Re: [PATCH] Reuse Workers and Replication Slots during Logical Replication

Peter Smith Tue, 23 May 2023 20:00:02 -0700

Hi, and thanks for the patch! It is an interesting idea.

I have not yet fully read this thread, so below are only my first
impressions after looking at patch 0001. Sorry if some of these were
already discussed earlier.


TBH the patch "reuse-workers" logic seemed more complicated than I had
imagined it might be.

1.
IIUC with patch 0001, each/every tablesync worker (a.k.a. TSW) when it
finishes dealing with one table then goes looking to find if there is
some relation that it can process next. So now every TSW has a loop
where it will fight with every other available TSW over who will get
to process the next relation.

Somehow this seems all backwards to me. Isn't it strange for the TSW
to be the one deciding what relation it would deal with next?

IMO it seems more natural to simply return the finished TSW to some
kind of "pool" of available workers and the main Apply process can
just grab a TSW from that pool instead of launching a brand new one in
the existing function process_syncing_tables_for_apply(). Or, maybe
those "available" workers can be returned to a pool maintained within
the launcher.c code, which logicalrep_worker_launch() can draw from
instead of launching a whole new process?

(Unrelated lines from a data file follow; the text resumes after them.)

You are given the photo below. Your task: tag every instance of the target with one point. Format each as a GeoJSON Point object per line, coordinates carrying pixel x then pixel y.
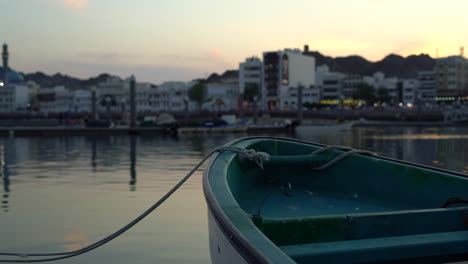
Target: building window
{"type": "Point", "coordinates": [285, 68]}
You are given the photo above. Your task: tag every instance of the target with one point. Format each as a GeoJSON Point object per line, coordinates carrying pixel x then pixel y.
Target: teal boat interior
{"type": "Point", "coordinates": [362, 209]}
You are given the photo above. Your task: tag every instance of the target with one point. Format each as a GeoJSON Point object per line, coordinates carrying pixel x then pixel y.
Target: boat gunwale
{"type": "Point", "coordinates": [232, 232]}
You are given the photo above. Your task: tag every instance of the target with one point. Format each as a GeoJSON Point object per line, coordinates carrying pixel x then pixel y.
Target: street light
{"type": "Point", "coordinates": [108, 101]}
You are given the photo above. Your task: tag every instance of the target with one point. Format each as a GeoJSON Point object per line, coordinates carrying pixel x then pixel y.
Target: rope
{"type": "Point", "coordinates": [454, 200]}
{"type": "Point", "coordinates": [348, 151]}
{"type": "Point", "coordinates": [244, 154]}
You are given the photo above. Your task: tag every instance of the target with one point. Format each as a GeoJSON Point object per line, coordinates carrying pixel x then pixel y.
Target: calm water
{"type": "Point", "coordinates": [62, 193]}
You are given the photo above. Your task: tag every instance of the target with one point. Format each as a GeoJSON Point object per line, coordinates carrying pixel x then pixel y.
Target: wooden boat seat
{"type": "Point", "coordinates": [330, 228]}
{"type": "Point", "coordinates": [425, 248]}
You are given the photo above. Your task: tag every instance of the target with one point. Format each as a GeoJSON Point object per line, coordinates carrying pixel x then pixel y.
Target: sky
{"type": "Point", "coordinates": [179, 40]}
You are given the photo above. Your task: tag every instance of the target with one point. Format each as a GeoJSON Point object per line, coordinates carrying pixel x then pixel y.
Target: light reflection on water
{"type": "Point", "coordinates": [62, 193]}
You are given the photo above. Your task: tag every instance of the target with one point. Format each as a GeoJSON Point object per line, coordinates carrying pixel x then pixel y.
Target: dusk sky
{"type": "Point", "coordinates": [159, 40]}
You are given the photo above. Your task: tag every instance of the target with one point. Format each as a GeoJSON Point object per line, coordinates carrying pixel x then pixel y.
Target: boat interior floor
{"type": "Point", "coordinates": [311, 225]}
{"type": "Point", "coordinates": [278, 202]}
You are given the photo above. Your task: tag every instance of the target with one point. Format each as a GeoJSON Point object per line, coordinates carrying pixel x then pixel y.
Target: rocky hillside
{"type": "Point", "coordinates": [392, 65]}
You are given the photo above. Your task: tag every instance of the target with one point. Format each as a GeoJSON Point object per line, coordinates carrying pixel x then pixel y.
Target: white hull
{"type": "Point", "coordinates": [221, 249]}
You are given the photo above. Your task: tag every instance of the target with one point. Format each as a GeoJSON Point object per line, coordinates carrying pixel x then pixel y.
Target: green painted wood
{"type": "Point", "coordinates": [313, 229]}
{"type": "Point", "coordinates": [359, 199]}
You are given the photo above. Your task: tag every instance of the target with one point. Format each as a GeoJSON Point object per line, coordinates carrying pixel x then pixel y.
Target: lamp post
{"type": "Point", "coordinates": [108, 101]}
{"type": "Point", "coordinates": [255, 108]}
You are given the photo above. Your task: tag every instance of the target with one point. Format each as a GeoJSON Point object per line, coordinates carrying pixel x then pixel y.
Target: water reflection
{"type": "Point", "coordinates": [5, 178]}
{"type": "Point", "coordinates": [90, 184]}
{"type": "Point", "coordinates": [133, 139]}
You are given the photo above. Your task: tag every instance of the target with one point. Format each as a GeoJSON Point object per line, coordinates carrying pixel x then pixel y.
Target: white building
{"type": "Point", "coordinates": [451, 74]}
{"type": "Point", "coordinates": [409, 91]}
{"type": "Point", "coordinates": [172, 96]}
{"type": "Point", "coordinates": [427, 90]}
{"type": "Point", "coordinates": [222, 97]}
{"type": "Point", "coordinates": [250, 73]}
{"type": "Point", "coordinates": [55, 100]}
{"type": "Point", "coordinates": [309, 95]}
{"type": "Point", "coordinates": [14, 97]}
{"type": "Point", "coordinates": [379, 81]}
{"type": "Point", "coordinates": [282, 70]}
{"type": "Point", "coordinates": [329, 83]}
{"type": "Point", "coordinates": [81, 101]}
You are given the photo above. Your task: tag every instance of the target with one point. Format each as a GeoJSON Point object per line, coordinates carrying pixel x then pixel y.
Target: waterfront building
{"type": "Point", "coordinates": [379, 81]}
{"type": "Point", "coordinates": [329, 83]}
{"type": "Point", "coordinates": [81, 101]}
{"type": "Point", "coordinates": [172, 96]}
{"type": "Point", "coordinates": [410, 92]}
{"type": "Point", "coordinates": [112, 94]}
{"type": "Point", "coordinates": [427, 90]}
{"type": "Point", "coordinates": [309, 95]}
{"type": "Point", "coordinates": [54, 100]}
{"type": "Point", "coordinates": [350, 84]}
{"type": "Point", "coordinates": [451, 74]}
{"type": "Point", "coordinates": [283, 70]}
{"type": "Point", "coordinates": [250, 73]}
{"type": "Point", "coordinates": [14, 97]}
{"type": "Point", "coordinates": [222, 97]}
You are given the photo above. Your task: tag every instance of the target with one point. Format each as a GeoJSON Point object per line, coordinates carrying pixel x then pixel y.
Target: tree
{"type": "Point", "coordinates": [251, 91]}
{"type": "Point", "coordinates": [365, 92]}
{"type": "Point", "coordinates": [198, 93]}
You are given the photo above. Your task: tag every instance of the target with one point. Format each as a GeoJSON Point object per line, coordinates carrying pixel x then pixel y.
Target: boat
{"type": "Point", "coordinates": [323, 128]}
{"type": "Point", "coordinates": [309, 203]}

(I need to read the earlier posts to see if these options were already
discussed and rejected)

~~

2.
AFAIK the thing that identifies a  tablesync worker is the fact that
only TSW will have a 'relid'.

But it feels very awkward to me to have a TSW marked as "available"
and yet that LogicalRepWorker must still have some OLD relid field
value lurking (otherwise it will forget that it is a "tablesync"
worker!).

IMO perhaps it is time now to introduce some enum 'type' to the
LogicalRepWorker. Then an "in_use" type=TSW would have a valid 'relid'
whereas an "available" type=TSW would have relid == InvalidOid.

~~

3.
Maybe I am mistaken, but it seems the benchmark results posted are
only using quite a small/default values for
"max_sync_workers_per_subscription", so I wondered how those results
are affected by increasing that GUC. I think having only very few
workers would cause more sequential processing, so conveniently the
effect of the patch avoiding re-launch might be seen in the best
possible light. OTOH, using more TSW in the first place might reduce
the overall tablesync time because the subscriber can do more work in
parallel.

So I'm not quite sure what the goal is here. E.g. if the user doesn't
care much about how long tablesync phase takes then there is maybe no
need for this patch at all. OTOH, I thought if a user does care about
the subscription startup time, won't those users be opting for a much
larger "max_sync_workers_per_subscription" in the first place?
Therefore shouldn't the benchmarking be using a larger number too?

======

Here are a few other random things noticed while looking at patch 0001:

1. Commit message

1a. typo /sequantially/sequentially/

1b. Saying "killed" and "killing" seemed a bit extreme and implies
somebody else is killing the process. But I think mostly tablesync is
just ending by a normal proc exit, so maybe reword this a bit.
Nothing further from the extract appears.